A consecuencia de ello, el nuevo presidente de la nación, César Gaviria, escribió ofreciendo "apoyo incondicional". Fluyeron los donativos, que ahora representan el 100 por ciento del presupuesto de la fundación.
El 24 de diciembre de 1990, Jaime inauguró en Cajicá, en las afueras de Bogotá, una casa nueva y más grande (prestada por el departamen-to de bienestar social del gobierno).
Y en 1991 fundó un hogar para los niños de mayor edad en el barrio de Ciudad Jardín. La primera casa hogar de la fundación es ahora un centro de recepción inicial para los niños rescatados de las cloacas.

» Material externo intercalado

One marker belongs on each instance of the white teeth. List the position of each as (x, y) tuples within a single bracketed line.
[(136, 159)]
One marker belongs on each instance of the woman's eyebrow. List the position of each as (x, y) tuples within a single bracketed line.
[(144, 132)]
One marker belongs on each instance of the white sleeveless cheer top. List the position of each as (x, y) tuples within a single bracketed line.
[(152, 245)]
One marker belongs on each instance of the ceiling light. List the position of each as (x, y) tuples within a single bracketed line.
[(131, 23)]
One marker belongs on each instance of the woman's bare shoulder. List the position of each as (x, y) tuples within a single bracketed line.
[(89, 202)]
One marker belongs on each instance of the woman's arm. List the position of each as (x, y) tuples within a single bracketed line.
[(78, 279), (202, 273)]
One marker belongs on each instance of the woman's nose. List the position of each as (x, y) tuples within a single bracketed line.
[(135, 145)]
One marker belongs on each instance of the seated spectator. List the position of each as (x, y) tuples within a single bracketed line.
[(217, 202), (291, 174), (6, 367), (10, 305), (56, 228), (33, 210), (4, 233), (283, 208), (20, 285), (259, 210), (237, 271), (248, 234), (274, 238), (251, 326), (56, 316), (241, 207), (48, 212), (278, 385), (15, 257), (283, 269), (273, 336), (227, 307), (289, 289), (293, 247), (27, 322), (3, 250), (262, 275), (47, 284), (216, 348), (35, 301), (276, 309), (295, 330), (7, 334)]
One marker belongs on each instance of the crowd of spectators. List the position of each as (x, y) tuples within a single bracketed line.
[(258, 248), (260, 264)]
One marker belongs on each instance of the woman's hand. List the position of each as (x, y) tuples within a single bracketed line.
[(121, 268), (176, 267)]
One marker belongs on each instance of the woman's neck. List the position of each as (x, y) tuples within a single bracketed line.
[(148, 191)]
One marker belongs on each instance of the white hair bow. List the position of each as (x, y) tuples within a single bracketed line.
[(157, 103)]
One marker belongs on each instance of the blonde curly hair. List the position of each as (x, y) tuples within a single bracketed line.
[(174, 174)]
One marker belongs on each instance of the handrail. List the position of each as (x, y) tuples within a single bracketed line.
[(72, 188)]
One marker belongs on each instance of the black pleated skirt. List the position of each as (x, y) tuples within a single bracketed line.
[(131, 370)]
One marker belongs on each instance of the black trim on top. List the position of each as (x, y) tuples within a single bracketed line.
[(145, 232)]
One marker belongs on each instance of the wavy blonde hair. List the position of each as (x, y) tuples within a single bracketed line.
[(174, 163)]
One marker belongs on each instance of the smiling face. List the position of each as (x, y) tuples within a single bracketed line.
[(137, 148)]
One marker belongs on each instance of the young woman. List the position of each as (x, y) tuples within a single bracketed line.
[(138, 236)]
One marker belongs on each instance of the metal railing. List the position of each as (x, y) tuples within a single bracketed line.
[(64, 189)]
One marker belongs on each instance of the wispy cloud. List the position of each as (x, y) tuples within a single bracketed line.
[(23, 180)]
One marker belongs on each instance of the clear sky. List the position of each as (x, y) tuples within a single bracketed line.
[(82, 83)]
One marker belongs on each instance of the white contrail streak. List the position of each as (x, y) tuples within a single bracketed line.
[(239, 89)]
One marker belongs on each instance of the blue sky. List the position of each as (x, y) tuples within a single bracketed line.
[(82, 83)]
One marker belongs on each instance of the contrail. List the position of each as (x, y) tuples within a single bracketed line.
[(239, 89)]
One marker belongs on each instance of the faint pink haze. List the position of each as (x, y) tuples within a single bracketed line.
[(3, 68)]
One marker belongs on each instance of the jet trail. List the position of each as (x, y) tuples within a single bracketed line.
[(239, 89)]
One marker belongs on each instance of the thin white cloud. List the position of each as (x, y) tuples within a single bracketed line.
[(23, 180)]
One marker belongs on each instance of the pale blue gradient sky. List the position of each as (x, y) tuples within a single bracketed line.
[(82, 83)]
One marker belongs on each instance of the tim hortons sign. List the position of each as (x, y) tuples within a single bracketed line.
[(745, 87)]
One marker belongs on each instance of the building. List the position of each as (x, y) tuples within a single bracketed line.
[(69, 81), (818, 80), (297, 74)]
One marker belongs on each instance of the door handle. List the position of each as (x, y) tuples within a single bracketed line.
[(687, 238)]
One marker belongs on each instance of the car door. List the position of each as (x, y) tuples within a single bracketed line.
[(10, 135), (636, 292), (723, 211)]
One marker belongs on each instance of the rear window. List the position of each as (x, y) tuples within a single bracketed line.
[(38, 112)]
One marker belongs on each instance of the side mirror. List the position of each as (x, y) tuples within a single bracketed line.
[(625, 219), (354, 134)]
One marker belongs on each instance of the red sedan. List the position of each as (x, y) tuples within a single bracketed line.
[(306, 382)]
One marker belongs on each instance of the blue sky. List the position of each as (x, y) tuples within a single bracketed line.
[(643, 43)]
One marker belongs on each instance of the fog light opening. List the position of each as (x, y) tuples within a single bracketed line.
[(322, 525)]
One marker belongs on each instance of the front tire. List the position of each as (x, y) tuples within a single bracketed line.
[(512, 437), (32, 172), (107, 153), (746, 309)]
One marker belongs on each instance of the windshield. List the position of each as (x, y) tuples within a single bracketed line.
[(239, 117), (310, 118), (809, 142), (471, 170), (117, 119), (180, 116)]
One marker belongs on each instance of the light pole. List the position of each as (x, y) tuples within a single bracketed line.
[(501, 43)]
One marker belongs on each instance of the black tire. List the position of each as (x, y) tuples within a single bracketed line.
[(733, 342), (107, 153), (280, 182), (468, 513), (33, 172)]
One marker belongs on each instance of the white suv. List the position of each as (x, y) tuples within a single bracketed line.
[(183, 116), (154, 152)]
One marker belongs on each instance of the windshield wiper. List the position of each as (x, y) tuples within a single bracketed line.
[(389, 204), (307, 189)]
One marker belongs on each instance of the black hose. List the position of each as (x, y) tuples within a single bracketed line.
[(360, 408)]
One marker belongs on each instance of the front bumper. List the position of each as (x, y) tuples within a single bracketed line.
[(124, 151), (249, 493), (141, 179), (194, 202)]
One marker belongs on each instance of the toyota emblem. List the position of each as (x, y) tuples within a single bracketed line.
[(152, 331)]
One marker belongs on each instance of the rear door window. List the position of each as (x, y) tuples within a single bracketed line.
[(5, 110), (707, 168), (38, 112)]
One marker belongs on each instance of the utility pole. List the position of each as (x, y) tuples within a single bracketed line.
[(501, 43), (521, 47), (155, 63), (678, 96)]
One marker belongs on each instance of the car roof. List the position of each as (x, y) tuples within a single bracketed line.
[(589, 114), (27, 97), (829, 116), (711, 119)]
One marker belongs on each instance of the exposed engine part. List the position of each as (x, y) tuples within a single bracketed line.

Jaime ha emprendido una campaña de recaudación para que la fundación se vuelva autosuficiente, "de modo que, si algo me ocurre, los niños no se vean afectados".
Patricia se preocupa por Jaime, que está en constante peligro debido a su labor con los niños de la calle. Pero, se apresura a añadir: "parece que está protegido..., quizá por Dios".
"Si mi Dios quiere que muera, moriré; pero no puedo renunciar. Cuando tienes 300 niños en las casas y miles más en las calles a los cuales ayudar, no puedes dar marcha atrás. Pase lo que pase, tengo que seguir".